Il Governo dovrà rispettare una tabella di marcia che concentra nell’arco di un biennio tutte le riforme previste nel piano.
Promosso a pieni voti dagli organismi comunitari (10 “A” e una sola “B”, relativa alla voce “costi”), il nostro Piano secondo Bruxelles rappresenta una risposta completa e adeguatamente equilibrata alla situazione economica e sociale del nostro Paese e contribuisce in modo appropriato ai sei pilastri elencati nel regolamento sul dispositivo per la ripresa e la resilienza.

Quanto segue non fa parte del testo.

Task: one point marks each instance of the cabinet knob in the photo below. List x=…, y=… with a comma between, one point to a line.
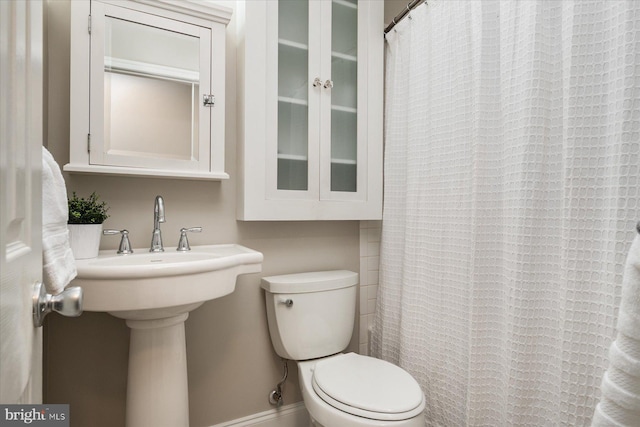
x=68, y=303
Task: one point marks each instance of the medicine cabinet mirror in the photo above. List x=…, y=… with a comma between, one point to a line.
x=147, y=88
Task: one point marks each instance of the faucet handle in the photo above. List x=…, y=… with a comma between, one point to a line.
x=125, y=245
x=183, y=243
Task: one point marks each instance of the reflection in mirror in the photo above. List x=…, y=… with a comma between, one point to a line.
x=151, y=91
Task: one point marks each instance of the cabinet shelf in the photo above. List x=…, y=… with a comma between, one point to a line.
x=300, y=158
x=344, y=56
x=296, y=101
x=344, y=109
x=345, y=4
x=291, y=43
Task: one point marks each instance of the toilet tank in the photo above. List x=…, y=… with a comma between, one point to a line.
x=311, y=315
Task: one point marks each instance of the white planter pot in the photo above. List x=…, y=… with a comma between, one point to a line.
x=85, y=240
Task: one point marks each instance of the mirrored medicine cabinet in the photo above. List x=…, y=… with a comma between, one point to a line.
x=147, y=88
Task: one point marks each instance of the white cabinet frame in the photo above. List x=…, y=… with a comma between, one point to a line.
x=258, y=196
x=212, y=19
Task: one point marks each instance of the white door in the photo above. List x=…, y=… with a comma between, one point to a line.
x=21, y=132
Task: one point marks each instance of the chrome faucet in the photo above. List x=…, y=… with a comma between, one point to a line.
x=158, y=217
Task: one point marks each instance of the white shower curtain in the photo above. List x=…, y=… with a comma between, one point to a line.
x=511, y=197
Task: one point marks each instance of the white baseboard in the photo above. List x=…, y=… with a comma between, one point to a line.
x=294, y=415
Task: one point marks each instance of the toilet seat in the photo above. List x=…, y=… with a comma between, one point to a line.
x=368, y=387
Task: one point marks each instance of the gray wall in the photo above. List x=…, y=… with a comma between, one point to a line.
x=232, y=366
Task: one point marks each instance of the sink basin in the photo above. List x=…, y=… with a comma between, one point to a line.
x=155, y=292
x=146, y=285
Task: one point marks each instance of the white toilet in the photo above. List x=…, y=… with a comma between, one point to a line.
x=311, y=318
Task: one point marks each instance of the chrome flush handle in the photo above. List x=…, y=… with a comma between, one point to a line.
x=125, y=244
x=183, y=243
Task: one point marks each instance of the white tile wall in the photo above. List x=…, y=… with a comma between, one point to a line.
x=370, y=232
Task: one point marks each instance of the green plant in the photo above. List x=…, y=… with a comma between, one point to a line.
x=87, y=211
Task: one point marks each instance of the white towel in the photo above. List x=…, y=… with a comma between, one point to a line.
x=620, y=402
x=59, y=266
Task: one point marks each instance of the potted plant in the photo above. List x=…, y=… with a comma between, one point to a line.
x=85, y=225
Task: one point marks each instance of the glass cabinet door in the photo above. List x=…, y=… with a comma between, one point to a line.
x=150, y=75
x=344, y=95
x=293, y=95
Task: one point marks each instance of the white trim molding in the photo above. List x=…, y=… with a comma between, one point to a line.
x=294, y=415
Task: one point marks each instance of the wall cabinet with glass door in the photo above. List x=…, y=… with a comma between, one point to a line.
x=147, y=88
x=310, y=102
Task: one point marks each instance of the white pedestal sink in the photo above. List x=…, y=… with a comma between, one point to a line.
x=154, y=293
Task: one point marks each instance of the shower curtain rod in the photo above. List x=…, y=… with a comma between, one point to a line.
x=410, y=6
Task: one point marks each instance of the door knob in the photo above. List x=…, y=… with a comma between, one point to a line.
x=68, y=303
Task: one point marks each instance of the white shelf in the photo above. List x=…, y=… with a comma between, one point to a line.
x=344, y=109
x=296, y=101
x=149, y=173
x=139, y=68
x=297, y=157
x=344, y=56
x=343, y=162
x=300, y=158
x=293, y=44
x=346, y=4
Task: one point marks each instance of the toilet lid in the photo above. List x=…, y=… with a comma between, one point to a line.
x=368, y=387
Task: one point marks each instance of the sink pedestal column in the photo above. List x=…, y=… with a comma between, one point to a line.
x=157, y=392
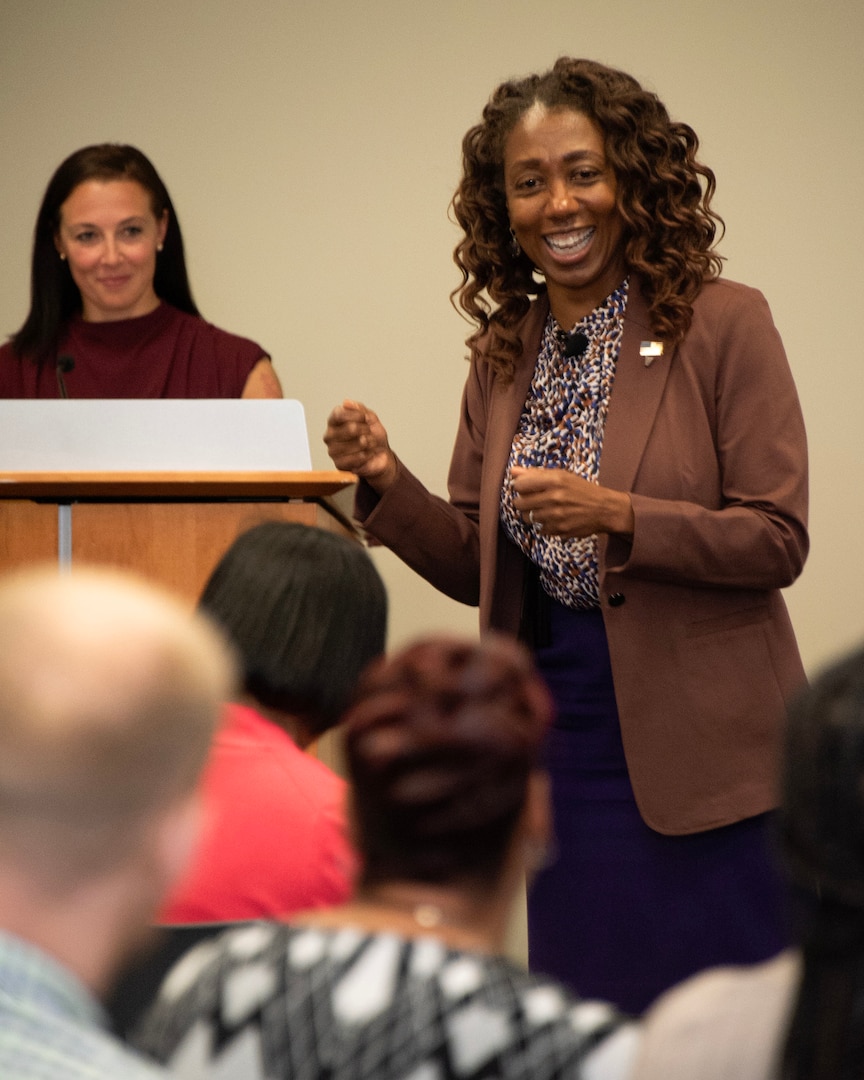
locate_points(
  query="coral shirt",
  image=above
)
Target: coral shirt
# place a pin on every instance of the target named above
(275, 840)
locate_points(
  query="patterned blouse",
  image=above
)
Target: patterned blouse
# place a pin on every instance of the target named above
(562, 427)
(277, 1001)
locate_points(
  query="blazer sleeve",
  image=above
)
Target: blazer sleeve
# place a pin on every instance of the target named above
(436, 538)
(720, 496)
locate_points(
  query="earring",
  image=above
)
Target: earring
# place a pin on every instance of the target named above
(515, 248)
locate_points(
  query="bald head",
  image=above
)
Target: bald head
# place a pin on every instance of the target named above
(109, 694)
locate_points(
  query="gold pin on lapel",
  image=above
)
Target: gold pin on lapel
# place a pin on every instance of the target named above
(650, 350)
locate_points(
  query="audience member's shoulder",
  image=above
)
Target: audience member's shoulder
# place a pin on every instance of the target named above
(721, 1023)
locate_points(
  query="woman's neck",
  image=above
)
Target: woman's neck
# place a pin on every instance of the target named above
(463, 918)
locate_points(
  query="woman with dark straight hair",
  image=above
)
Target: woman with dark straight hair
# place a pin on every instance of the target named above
(450, 810)
(111, 312)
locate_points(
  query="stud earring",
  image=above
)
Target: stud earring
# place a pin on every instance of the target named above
(515, 247)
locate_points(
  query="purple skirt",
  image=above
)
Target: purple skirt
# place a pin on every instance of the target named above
(622, 913)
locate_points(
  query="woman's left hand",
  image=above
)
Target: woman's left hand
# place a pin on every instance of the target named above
(557, 502)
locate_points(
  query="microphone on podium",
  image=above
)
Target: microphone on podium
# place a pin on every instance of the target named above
(65, 364)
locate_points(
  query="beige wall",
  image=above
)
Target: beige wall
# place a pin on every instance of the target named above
(311, 150)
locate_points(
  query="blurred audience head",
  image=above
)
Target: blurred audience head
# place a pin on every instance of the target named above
(109, 696)
(306, 610)
(441, 742)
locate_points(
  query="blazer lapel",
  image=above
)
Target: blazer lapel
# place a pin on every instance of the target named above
(636, 393)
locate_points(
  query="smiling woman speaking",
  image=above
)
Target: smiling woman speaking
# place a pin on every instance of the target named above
(629, 494)
(111, 312)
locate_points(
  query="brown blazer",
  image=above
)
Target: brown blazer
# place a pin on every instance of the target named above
(709, 440)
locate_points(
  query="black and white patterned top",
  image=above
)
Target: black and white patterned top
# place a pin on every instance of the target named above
(562, 427)
(275, 1001)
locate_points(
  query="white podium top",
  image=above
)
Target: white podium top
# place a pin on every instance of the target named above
(147, 435)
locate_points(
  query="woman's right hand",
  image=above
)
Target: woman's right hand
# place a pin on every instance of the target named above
(356, 442)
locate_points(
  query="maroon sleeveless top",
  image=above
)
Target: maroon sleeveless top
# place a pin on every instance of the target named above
(165, 353)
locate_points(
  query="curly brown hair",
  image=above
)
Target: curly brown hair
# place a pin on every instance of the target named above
(663, 197)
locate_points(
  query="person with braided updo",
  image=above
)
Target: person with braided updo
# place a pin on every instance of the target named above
(406, 980)
(628, 494)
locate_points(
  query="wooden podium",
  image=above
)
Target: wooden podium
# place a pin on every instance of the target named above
(183, 480)
(170, 527)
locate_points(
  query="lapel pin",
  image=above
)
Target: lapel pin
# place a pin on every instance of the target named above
(650, 350)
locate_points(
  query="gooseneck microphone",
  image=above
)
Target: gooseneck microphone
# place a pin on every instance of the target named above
(575, 343)
(65, 364)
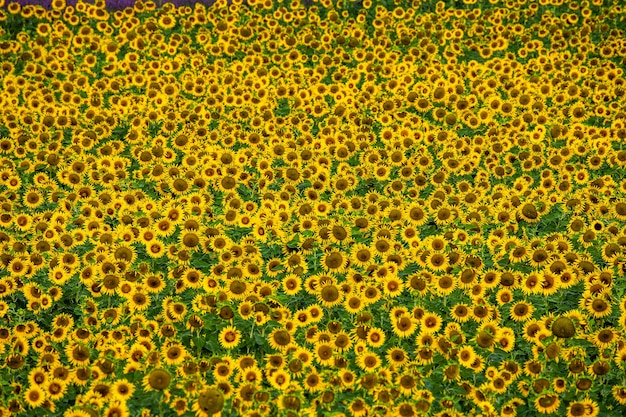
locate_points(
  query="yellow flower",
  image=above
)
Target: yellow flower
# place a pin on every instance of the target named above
(34, 396)
(229, 337)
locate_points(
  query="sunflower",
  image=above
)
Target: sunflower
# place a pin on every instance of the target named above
(436, 261)
(279, 379)
(461, 313)
(174, 353)
(368, 361)
(521, 311)
(361, 255)
(122, 389)
(292, 284)
(466, 356)
(324, 354)
(596, 306)
(157, 380)
(229, 337)
(279, 339)
(209, 402)
(330, 295)
(34, 396)
(404, 326)
(77, 354)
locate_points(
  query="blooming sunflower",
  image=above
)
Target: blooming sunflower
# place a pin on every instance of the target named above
(229, 337)
(157, 380)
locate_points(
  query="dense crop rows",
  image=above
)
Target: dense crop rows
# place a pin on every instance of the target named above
(345, 209)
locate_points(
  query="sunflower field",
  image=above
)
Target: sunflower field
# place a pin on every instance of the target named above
(318, 208)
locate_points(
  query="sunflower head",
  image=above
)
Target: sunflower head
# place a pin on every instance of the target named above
(211, 401)
(563, 327)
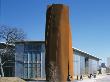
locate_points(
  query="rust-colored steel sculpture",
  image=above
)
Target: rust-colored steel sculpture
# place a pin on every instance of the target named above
(58, 42)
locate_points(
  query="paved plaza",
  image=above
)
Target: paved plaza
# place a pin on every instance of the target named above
(105, 78)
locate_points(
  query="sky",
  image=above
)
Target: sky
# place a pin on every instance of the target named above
(89, 21)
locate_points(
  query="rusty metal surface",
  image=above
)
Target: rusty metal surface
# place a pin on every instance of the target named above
(58, 41)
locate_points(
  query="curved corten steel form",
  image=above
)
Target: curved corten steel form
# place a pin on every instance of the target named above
(58, 42)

La decisione dovrà ora essere adottata dal Consiglio UE in maniera tale da erogare al nostro Paese 24,9 miliardi di euro di prefinanziamento, vale a dire il 13% dell’importo totale stanziato a nostro favore.
Al di là di questo ulteriore passaggio formale, rimangono tuttavia alcune perplessità legate alle modalità di spesa dei fondi da parte dei singoli Paesi.
L’obiettivo principale di Next Generation EU è quello di rimettere in moto l’economia continentale; ma se l’emissione di debito comune è stata una svolta radicale per l’integrazione economica dell’Unione, essa potrebbe diventare anche la causa di fratture ancora più profonde di quelle che stanno già facendo vacillare la costruzione comunitaria, minata – tra l’altro – dalle polemiche sulla gestione della campagna vaccinale.
Un motivo di dissidio potrebbe nascere su come i singoli paesi decidono di investire le proprie risorse, argomento sensibile soprattutto per i Paesi cosiddetti “frugali” del centro-Nord: Austria, Danimarca, Finlandia e Paesi Bassi potrebbero voler dire la loro su un uso troppo disinvolto dei fondi Ue da parte dei paesi che hanno ottenuto le quote più cospicue di risorse, tra cui l’Italia.
Tra gli “osservati speciali” in questo senso ci sono economie come quella della Spagna e ovviamente dell’Italia, con i suoi oltre 200 miliardi di euro in arrivo.
La discriminante in tal senso è rappresentata quindi, oltre che dalla qualità dei piani presentati a Bruxelles, anche alla capacità di attuarli in tempi ragionevoli.